Yair Daon
Yair Daon

Reputation: 1123

Extend python with C, return numpy array gives garbage

I am wrapping a C file so I can use it in python. The output of the C function is an array of doubles. I want this to be a numpy array in python. I get garbage. Here's an example that generates the error.

First, the C file (focus on the last function definition, everything else should be OK):

#include <Python.h>
#include <numpy/arrayobject.h>
#include <stdio.h>

static char module_docstring[] =
    "docstring";

static char error_docstring[] =
        "generate the error";

static PyObject *_aux_error(PyObject *self, PyObject *args);

static PyMethodDef module_methods[] = {
        {"error", _aux_error, METH_VARARGS, error_docstring},
        {NULL, NULL, 0, NULL}
};

PyMODINIT_FUNC init_tmp(void) {

    PyObject *m = Py_InitModule3("_tmp", module_methods, module_docstring);
    if (m == NULL)
        return;

    /* Load `numpy` functionality. */
    import_array();
}

static PyObject *_aux_error(PyObject *self ,PyObject *args) {

    double vector[2] = {1.0 , 2.0};

    npy_intp dims[1] = { 2 };

    PyObject *ret  = PyArray_SimpleNewFromData(1, dims, (int)NPY_FLOAT , vector );
    return ret;
}

Compilation goes OK (from what I understand - I used a python script that compiles everything).

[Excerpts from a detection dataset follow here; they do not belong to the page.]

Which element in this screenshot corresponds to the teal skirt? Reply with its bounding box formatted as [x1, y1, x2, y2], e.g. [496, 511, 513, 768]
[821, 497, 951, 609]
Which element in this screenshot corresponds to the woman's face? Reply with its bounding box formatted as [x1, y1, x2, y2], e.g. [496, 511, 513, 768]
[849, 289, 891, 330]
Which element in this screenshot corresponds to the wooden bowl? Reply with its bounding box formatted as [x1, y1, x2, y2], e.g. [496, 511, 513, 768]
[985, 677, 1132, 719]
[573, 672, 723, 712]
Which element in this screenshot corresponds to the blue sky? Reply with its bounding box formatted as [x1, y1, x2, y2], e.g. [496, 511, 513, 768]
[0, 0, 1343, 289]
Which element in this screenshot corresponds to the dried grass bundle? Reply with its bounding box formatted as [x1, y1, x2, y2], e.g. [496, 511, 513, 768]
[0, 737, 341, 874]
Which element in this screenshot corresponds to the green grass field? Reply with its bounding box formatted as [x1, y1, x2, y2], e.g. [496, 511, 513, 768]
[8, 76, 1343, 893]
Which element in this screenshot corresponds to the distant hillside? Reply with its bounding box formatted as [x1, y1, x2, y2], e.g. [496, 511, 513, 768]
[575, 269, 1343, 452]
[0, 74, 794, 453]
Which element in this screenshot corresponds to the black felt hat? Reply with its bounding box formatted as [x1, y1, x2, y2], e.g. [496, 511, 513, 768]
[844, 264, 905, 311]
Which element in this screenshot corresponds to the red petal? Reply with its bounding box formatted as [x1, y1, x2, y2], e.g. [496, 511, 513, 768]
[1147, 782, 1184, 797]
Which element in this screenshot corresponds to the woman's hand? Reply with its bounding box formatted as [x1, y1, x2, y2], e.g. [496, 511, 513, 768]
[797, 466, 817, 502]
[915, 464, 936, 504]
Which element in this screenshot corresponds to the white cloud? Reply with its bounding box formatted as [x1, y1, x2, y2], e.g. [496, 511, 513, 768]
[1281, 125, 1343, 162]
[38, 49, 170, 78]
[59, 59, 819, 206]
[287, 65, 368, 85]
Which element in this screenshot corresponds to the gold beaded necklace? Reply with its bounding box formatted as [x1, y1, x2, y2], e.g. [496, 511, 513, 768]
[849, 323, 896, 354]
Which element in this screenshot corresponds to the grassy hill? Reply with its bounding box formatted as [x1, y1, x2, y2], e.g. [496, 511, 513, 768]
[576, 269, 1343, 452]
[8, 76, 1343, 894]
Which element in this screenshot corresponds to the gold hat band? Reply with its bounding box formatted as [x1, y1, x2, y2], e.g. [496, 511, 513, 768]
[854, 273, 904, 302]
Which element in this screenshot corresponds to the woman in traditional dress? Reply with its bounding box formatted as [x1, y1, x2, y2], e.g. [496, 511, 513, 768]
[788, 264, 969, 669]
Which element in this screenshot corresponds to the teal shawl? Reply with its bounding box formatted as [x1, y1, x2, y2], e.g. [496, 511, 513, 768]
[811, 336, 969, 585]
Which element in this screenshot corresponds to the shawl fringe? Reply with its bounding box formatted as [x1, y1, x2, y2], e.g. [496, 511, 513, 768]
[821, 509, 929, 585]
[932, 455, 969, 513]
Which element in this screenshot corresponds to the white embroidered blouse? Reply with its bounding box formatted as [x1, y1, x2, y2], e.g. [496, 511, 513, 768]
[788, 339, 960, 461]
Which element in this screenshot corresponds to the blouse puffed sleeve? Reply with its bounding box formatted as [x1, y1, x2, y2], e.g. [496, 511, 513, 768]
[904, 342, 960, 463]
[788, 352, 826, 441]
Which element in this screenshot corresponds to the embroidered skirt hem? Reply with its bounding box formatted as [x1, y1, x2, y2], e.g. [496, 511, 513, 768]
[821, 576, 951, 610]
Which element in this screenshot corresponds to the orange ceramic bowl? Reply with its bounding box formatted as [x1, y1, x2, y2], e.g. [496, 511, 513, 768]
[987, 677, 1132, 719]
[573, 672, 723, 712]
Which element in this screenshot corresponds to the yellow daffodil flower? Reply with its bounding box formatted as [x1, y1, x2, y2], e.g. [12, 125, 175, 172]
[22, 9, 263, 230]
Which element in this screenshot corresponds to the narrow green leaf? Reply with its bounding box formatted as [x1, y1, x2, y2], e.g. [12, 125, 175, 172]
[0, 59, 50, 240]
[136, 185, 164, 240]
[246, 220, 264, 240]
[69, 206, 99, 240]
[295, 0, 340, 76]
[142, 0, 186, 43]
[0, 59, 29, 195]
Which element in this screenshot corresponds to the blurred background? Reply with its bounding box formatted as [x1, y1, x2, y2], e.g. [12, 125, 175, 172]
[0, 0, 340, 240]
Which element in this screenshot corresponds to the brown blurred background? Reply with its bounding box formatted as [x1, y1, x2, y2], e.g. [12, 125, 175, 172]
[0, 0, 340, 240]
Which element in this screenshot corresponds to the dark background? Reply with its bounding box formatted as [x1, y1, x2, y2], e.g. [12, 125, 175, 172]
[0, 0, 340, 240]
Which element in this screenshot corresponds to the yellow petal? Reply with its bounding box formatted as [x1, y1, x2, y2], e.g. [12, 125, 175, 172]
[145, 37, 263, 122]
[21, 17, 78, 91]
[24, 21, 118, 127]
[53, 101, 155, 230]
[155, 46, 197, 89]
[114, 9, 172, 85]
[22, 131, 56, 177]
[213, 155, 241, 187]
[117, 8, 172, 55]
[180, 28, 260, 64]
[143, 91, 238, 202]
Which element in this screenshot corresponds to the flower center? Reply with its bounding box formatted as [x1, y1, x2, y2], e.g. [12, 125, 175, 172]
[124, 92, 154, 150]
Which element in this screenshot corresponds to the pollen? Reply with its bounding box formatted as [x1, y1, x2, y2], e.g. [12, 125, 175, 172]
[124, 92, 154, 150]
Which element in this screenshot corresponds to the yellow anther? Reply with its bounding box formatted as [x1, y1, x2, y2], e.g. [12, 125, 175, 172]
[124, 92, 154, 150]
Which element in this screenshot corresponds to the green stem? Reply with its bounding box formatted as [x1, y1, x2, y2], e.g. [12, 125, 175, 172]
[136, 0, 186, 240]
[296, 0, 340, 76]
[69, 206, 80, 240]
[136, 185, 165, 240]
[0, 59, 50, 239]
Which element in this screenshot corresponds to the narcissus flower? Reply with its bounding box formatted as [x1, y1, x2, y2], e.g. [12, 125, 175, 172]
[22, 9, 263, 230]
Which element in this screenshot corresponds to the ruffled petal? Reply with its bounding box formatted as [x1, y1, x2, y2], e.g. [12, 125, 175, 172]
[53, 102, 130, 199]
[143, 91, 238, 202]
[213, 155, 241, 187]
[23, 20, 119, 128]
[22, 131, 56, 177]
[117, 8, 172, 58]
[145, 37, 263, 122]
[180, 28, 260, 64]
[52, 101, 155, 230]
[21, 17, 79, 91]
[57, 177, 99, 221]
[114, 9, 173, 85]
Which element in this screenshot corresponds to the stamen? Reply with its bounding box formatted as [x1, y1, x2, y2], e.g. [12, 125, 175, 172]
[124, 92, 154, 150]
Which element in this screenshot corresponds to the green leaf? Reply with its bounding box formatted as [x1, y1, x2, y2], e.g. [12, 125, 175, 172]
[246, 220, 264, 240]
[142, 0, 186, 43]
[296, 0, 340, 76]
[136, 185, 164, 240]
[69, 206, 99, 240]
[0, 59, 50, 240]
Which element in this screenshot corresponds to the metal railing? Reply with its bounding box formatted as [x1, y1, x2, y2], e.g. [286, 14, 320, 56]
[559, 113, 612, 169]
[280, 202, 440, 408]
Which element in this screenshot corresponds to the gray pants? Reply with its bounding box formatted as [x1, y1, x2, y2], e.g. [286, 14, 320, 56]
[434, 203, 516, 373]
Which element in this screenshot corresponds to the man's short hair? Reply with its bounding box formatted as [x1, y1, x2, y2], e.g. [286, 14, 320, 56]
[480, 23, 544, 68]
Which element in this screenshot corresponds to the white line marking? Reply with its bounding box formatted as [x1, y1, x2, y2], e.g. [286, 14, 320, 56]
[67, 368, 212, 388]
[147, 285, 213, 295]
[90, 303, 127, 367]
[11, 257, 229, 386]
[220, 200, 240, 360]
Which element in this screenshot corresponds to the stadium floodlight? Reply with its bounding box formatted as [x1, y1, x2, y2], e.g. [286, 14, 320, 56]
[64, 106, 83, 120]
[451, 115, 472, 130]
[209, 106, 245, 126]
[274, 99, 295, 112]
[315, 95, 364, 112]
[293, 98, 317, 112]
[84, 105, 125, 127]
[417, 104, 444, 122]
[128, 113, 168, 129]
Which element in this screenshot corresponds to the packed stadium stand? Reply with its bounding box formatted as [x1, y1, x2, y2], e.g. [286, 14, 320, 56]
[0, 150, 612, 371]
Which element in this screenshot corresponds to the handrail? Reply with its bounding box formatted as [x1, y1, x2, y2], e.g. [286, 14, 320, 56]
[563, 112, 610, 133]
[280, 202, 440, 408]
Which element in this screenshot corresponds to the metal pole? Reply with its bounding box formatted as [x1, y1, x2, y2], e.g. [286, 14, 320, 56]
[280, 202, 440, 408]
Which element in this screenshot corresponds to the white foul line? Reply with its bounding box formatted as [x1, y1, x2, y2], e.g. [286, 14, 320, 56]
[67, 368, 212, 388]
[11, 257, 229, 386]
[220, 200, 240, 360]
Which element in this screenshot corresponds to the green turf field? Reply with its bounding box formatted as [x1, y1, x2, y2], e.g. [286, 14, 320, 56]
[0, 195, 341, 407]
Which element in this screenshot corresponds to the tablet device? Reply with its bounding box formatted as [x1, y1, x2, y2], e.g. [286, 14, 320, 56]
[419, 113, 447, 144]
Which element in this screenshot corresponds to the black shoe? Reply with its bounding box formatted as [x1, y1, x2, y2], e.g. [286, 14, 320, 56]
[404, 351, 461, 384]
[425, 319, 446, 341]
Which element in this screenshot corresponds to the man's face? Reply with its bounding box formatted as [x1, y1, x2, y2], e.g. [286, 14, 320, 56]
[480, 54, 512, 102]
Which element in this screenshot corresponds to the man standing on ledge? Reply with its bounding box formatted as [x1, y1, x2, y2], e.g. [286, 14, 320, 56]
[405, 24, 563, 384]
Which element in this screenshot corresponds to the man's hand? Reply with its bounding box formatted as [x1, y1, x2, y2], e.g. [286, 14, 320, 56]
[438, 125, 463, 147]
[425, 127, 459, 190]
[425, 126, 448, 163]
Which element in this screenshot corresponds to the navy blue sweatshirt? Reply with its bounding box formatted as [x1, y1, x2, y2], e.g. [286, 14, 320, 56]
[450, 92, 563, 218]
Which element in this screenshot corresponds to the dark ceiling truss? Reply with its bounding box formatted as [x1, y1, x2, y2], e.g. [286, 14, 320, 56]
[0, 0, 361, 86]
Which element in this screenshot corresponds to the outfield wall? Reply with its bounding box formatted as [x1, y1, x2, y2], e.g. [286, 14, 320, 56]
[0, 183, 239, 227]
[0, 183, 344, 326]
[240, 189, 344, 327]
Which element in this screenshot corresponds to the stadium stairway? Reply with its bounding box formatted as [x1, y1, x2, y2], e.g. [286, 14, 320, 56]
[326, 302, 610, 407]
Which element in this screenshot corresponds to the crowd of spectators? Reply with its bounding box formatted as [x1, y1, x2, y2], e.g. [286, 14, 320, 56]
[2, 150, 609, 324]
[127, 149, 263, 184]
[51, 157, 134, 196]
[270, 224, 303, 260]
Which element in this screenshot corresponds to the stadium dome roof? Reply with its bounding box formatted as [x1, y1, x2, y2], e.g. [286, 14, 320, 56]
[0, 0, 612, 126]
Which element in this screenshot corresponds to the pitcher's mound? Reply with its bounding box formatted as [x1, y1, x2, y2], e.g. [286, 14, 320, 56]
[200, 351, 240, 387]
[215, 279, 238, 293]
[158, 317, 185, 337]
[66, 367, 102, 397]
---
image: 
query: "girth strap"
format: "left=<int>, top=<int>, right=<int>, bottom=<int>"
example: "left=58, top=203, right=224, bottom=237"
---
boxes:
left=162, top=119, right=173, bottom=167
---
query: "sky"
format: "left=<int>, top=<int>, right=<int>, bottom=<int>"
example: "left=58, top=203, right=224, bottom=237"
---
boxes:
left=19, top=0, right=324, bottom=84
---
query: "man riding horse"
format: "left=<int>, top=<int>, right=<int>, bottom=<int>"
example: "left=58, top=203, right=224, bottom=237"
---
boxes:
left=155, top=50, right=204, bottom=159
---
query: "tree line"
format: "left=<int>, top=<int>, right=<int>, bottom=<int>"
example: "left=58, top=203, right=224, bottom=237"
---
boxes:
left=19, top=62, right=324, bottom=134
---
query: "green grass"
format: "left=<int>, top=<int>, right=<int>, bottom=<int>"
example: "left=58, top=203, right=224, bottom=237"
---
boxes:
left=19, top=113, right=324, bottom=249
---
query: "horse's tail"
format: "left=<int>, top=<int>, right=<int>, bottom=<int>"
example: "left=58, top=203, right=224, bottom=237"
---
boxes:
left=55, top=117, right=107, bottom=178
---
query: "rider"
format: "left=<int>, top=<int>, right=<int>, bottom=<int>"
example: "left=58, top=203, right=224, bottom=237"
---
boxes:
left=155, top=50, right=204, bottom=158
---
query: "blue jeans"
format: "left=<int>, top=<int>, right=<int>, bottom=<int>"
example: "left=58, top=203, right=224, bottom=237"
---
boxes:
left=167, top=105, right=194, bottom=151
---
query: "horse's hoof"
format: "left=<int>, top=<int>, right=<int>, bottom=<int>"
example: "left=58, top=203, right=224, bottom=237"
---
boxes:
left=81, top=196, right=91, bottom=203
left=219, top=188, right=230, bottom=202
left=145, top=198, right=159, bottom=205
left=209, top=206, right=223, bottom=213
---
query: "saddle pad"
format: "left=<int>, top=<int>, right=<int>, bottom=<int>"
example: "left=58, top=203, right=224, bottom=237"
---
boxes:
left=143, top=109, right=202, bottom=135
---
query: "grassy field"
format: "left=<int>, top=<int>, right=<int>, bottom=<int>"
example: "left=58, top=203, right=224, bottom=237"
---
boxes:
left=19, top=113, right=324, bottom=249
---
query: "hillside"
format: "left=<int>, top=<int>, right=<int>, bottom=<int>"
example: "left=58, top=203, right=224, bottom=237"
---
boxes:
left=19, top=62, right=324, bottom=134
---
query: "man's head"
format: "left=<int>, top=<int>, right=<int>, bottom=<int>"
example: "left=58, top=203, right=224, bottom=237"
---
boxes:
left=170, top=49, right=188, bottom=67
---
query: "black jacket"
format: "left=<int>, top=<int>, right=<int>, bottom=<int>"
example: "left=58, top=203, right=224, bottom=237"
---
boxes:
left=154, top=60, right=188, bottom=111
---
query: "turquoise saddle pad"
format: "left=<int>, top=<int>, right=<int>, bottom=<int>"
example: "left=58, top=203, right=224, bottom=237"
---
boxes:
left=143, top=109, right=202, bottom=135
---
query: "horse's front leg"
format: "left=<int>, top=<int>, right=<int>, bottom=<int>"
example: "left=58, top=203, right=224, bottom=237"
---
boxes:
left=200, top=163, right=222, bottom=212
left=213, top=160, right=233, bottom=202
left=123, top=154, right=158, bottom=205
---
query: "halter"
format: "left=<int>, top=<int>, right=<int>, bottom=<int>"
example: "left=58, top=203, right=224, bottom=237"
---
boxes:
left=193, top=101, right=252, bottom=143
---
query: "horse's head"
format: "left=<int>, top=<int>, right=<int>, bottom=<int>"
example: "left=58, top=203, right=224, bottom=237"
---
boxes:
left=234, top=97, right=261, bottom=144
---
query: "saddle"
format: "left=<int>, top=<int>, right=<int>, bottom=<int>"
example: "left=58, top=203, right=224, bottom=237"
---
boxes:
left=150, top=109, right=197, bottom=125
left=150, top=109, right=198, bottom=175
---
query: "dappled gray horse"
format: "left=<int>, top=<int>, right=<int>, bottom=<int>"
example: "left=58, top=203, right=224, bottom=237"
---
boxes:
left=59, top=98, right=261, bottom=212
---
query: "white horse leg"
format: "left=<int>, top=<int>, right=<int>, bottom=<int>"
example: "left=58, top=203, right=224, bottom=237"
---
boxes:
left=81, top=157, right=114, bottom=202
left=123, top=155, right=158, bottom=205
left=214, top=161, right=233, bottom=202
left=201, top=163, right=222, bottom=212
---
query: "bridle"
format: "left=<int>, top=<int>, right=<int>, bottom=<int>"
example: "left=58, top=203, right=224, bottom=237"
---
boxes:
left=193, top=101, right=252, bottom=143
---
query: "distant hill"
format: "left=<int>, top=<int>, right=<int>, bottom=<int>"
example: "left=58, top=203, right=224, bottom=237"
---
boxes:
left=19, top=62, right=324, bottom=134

In python, I run the following script to test my new module:

try:
    import _tmp
    res = _tmp.error()
    print(res)
except:
    print("fail")

The result I see on the screen is garbage. I tried substituting (int)NPY_FLOAT with (int)NPY_FLOAT32, (int)NPY_FLOAT64, (int)NPY_DOUBLE and I still get garbage. I am using python2.7.

Thanks!!!

EDIT: following the answer below, I changed the last function to:

static PyObject *_aux_error(PyObject *self, PyObject *args) {


    double *vector = calloc(2, sizeof(double));
    vector[0] = 1.0;
    vector[1] = 2.0;


    npy_intp *dims = calloc(1 , sizeof(npy_intp));
    dims[1] = 2;


    PyObject *ret  = PyArray_SimpleNewFromData(1, dims, (int)NPY_FLOAT , &vector );
    return ret;
}

Now python shows an empty array.

Upvotes: 5

Views: 4165

Answers (3)

user4382923
user4382923

Reputation:

Warren's solution seems to be working, although freeing the C array memory block results in a error on compilation for me. I got the memcopy trick to work in the minimalistic function below (copying a 1D C array to numpy via the pointer), which, for simplicity, does not take any arguments, and should give the reader a good idea how to apply this to C arrays instead of vectors:

static PyObject *_cmod_test(PyObject *self, PyObject *args)
    {
    double f[5] = {0,1,2,3,4};
    int d[1] = {5};
    PyObject *c = PyArray_FromDims(1,d,NPY_DOUBLE);
    memcpy(PyArray_DATA(c), f, 5*sizeof(double));
    return c;    
    };

The launch.py script is simple

import _cmod
_cmod.test()

Don't forget to declare the functions

#include <Python.h>
#include <numpy/arrayobject.h>
#define NPY_NO_DEPRECATED_API NPY_1_7_API_VERSION
static PyObject *_cmod_test(PyObject *self, PyObject *args);

Any suggestions for the use with PyArray_SimpleNewFromData (whilst avoiding the memory leak pittfall)? Perhaps something similar to the broken code below.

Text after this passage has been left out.